“What is called good is perfect and what is called bad is just as perfect.”
Walt Whitman

Homemade RAID (Part1)

n

As a photographer I have accumulated vasts quantities of digital information. If you live in the USA or Europe then you can find numerous attractively priced storage solutions. I live in Israel and most of these devices don’t make it out here. One that did is outrageously expensive and for me out of the question. Though my application was primarily for digital images – the solution can be used for many other application where large volumes of information need to be stored and shared amongst a group of users over a private network.

Over the past months I’ve been thinking about, studying and preparing to build a custom Linux based solution. Over the last few days I have finally built the system – though it is still in its last setup and configuration steps – It looks like I have been able to achieve my goals. It has been quite a challenging process and I hope that in sharing my experience I’ll be able to save some efforts for others who may try to do the same. I highly recommend it. These posts will require some technical computer knowledge and experience – but I hope to make them accessible to people without previous experience in Linux, Servers or RAID (like me!).

Objective – Reliable & Affordable Storage

I set out to construct a reliable and affordable storage solution with the following capabilities:

  1. Storage capacity of at least 1.5 Terabyte
  2. Reliability – failure of a single hard drive should not result in loss of data
  3. Network connectivity – to be able to access this storage from numerous computers over a private network.
  4. Scalability – to be able to expand the storage capacity of the solution in the future.

Selected Configuration

I chose to build a server computer that runs the Ubuntu Linux distribution (Linux is a core operating system that has branched out to diverse packages – referred to as distributions). I chose Linux because it is (1) developed by talented engineers with good intents – it is open source; (2) affordable, it’s free; (3) it is becoming widely adopted as a robust server operating system; (4) it has a software RAID solution.

About RAID

RAID is an acronym for Redundant Array of Inexpensive Drives. It represents a collection of solutions/configurations for combining numerous hard drives into larger/more reliable storage devices. Popular RAID configurations are:

  • RAID0 – this is not a reliable solution but it is fast . In this configuration two or more hard drives are used to create one array (for example: 2 500GB drives become a 1TB array). A technique called ‘striping’ is used to split information over the physical hard drives.
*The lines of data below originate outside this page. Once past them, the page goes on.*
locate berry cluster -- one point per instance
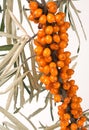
(53, 62)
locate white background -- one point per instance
(82, 69)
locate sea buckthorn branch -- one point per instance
(53, 62)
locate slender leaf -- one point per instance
(13, 119)
(6, 47)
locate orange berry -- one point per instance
(67, 61)
(33, 5)
(67, 53)
(60, 64)
(43, 19)
(54, 46)
(40, 68)
(62, 44)
(52, 7)
(66, 86)
(36, 42)
(53, 91)
(48, 59)
(31, 17)
(80, 123)
(57, 98)
(56, 28)
(56, 85)
(72, 82)
(58, 17)
(46, 80)
(42, 62)
(74, 105)
(74, 87)
(56, 38)
(74, 112)
(39, 50)
(64, 36)
(74, 126)
(63, 28)
(42, 78)
(83, 128)
(46, 69)
(66, 116)
(67, 25)
(46, 52)
(37, 13)
(64, 76)
(62, 57)
(53, 78)
(67, 100)
(50, 18)
(38, 58)
(41, 33)
(52, 65)
(48, 39)
(70, 72)
(54, 71)
(42, 40)
(49, 30)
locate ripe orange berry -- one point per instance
(42, 40)
(37, 13)
(50, 18)
(46, 80)
(64, 36)
(49, 30)
(56, 28)
(48, 59)
(67, 25)
(31, 17)
(53, 91)
(66, 86)
(52, 65)
(70, 72)
(41, 33)
(33, 5)
(74, 112)
(74, 126)
(67, 61)
(64, 76)
(62, 57)
(66, 116)
(56, 85)
(56, 38)
(54, 46)
(62, 28)
(43, 19)
(46, 69)
(62, 44)
(57, 98)
(46, 52)
(54, 71)
(80, 123)
(67, 53)
(58, 18)
(53, 78)
(48, 39)
(60, 64)
(39, 50)
(83, 128)
(42, 62)
(52, 7)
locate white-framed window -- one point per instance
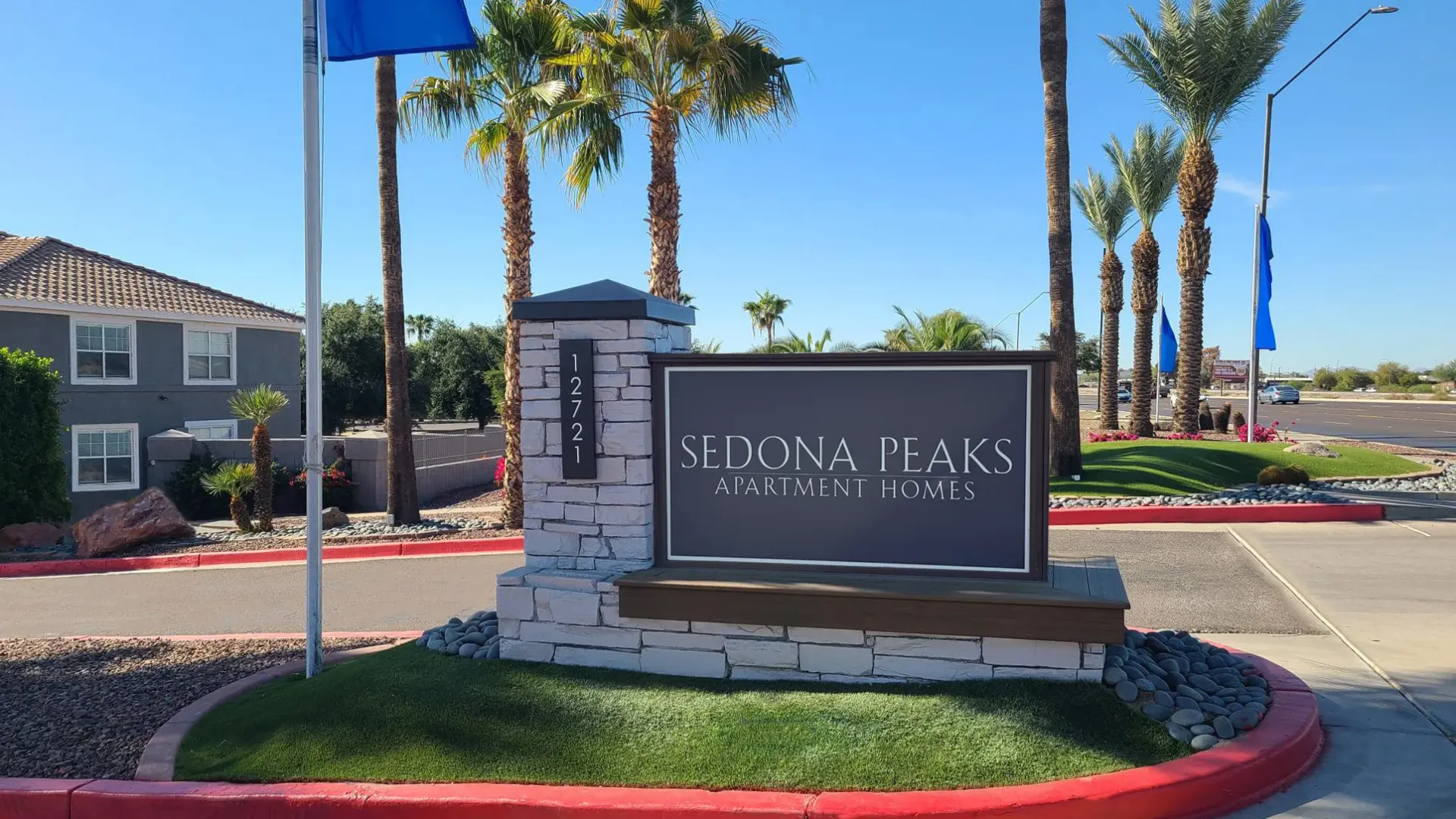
(209, 354)
(104, 350)
(209, 430)
(104, 458)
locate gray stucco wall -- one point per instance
(159, 400)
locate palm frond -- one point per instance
(1106, 207)
(1203, 64)
(256, 404)
(1147, 171)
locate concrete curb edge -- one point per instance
(1201, 786)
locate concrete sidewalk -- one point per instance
(1389, 594)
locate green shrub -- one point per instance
(187, 491)
(33, 464)
(1274, 474)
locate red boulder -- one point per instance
(146, 518)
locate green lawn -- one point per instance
(1178, 466)
(408, 714)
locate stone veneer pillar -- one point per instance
(580, 535)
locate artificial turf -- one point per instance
(1181, 466)
(410, 714)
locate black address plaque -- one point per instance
(579, 410)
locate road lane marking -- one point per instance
(1411, 528)
(1343, 639)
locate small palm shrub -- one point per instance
(234, 480)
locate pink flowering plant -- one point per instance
(1267, 435)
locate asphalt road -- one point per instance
(1429, 426)
(370, 595)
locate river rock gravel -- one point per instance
(85, 708)
(1219, 694)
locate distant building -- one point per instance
(139, 352)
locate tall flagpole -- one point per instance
(313, 308)
(1158, 368)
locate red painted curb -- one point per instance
(1241, 513)
(194, 560)
(36, 799)
(1203, 786)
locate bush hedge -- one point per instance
(33, 463)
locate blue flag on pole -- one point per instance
(1263, 324)
(359, 30)
(1168, 349)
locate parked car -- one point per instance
(1279, 394)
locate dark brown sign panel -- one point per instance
(579, 410)
(883, 463)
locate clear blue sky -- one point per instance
(168, 133)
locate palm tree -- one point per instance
(402, 494)
(1201, 64)
(1107, 207)
(1066, 426)
(500, 91)
(1147, 174)
(764, 312)
(232, 480)
(421, 325)
(682, 69)
(946, 331)
(258, 406)
(808, 344)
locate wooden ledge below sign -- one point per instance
(1084, 601)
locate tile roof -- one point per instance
(49, 271)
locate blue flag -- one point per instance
(1263, 324)
(1168, 349)
(373, 28)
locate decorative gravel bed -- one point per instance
(1235, 496)
(1201, 692)
(88, 707)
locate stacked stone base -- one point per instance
(570, 617)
When a file is saved to the array, the information in the file is actually split between the hard drives in the array. The fact that numerous disk drives are storing the information simultaneously means that the file write is faster then it would have been on one hard drive (theoretically – twice as fast, in practice not quite).
  • RAID1 – often referred to as ‘mirroring’. this is mostly about reliability, not much improvement in speed (it may even cause the system to slow down) and pretty wasteful in space. In this configuration two identical hard drives are used to create mirror copies of each other (for example: 2 500GB drives become a 500GB array). When a file is written to one hard drive it is also duplicated on to the second drive. If one drive fails – the other can be used in its place.
  • RAID5 – often referred to as ‘striping with parity’. In this configuration three or more hard drives are used to create on array – but one of the hard drives is used as a parity drive. The parity drive contains information that can be used to rebuild when one of the other drives fails. A RAID5 array requires only one parity drive regardless of the number of total drives. My array was built using 4 750GB hard drives. One of the drives is a parity drive and the other three are used for actual storage. This means that I will have a storage array of 3×750=2250GB~2.2TB.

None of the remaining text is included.